Orthopedics is the medical specialty that focuses on injuries and diseases of your body’s musculoskeletal system. This complex system, which includes your bones, joints, ligaments, tendons, muscles, and nerves, allows you to move, work, and be active.
Once devoted to the care of children with spine and limb deformities, orthopedists now care for patients of all ages, from newborns with clubfeet to young athletes requiring arthroscopic surgery to older people with arthritis.
Hip Replacement, the most common cause of chronic hip pain and disability is arthritis. Osteoarthritis, rheumatoid arthritis, and traumatic arthritis are the most common forms of this disease. In a total hip replacement (also called total hip arthroplasty), the damaged bone and cartilage is removed and replaced with prosthetic components.
ACL Repair (Anterior Cruciate Ligament). The bone structure of the knee joint is formed by the femur, the tibia, and the patella. The ACL is one of the four main ligaments within the knee that connect the femur to the tibia. The mechanism of injury is often associated with deceleration coupled with cutting, pivoting or sidestepping maneuvers, awkward landings or “out of control” play.
Meniscus Arthroscopy Surgery. Meniscal tears are among the most common knee injuries. Athletes, particularly those who play contact sports, are at risk for meniscal tears. However, anyone at any age can tear a meniscus. When people talk about torn cartilage in the knee, they are usually referring to a torn meniscus. You might feel a “pop” when you tear a meniscus. Most people can still walk on their injured knee. Many athletes keep playing with a tear. Over 2 to 3 days, your knee will gradually become more stiff and swollen.
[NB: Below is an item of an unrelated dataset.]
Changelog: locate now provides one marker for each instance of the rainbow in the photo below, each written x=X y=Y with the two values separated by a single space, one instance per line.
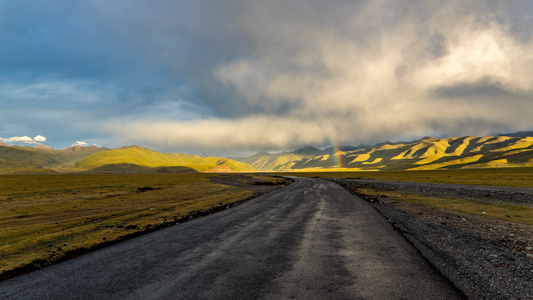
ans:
x=334 y=140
Knee Replacement. The most common cause of chronic knee pain and disability is arthritis. Although there are many types of arthritis, most knee pain is caused by just three types: osteoarthritis, rheumatoid arthritis, and post-traumatic arthritis. A knee replacement (also called knee arthroplasty) might be more accurately termed a knee “resurfacing” because only the surface of the bones is actually replaced.
Herniated disk. When people say they have a “slipped” or “ruptured” disk in their neck or lower back, what they are actually describing is a herniated disk a common source of pain in the neck, lower back, arms, or legs.
Low Back Pain. Almost everyone will experience low back pain at some point in their lives. This pain can vary from mild to severe. It can be short lived or long lasting. However it happens, low back pain can make many everyday activities difficult to do. Back pain is different from one person to the next. The pain can have a slow onset or come on suddenly. The pain may be intermittent or constant. In most cases, back pain resolves on its own within a few weeks.
Lumbar Spinal Stenosis. A common cause of low back and leg pain is lumbar spinal stenosis. As we age, our spines change. These normal wear -and -tear effects of aging can lead to narrowing of the spinal canal. This condition is called spinal stenosis. Degenerative changes of the spine are seen in up to 95% of people by the age of 50. Spinal stenosis most often occurs in adults over 60 years old. Pressure on the nerve roots is equally common in men and women. A small number of people are born with back problems that develop into lumbar spinal stenosis. This is known as congenital spinal stenosis. It occurs most often in men. People usually first notice symptoms between the ages of 30 and 50.
Rotator Cuff Tear. Most tears are the result of a wearing down of the tendon that occurs slowly over time. This degeneration naturally occurs as we age. Rotator cuff tears are more common in the dominant arm. When one or more of the rotator cuff tendons is torn, the tendon no longer fully attaches to the head of the humerus. Most tears occur in the supraspinatus muscle and tendon, but other parts of the rotator cuff may also be involved. In many cases, torn tendons begin by fraying. As the damage progresses, the tendon can completely tear, sometimes with lifting a heavy object. Several factors contribute to degenerative, or chronic, rotator cuff tears.
Your doctor will determine which procedure is the right one for you.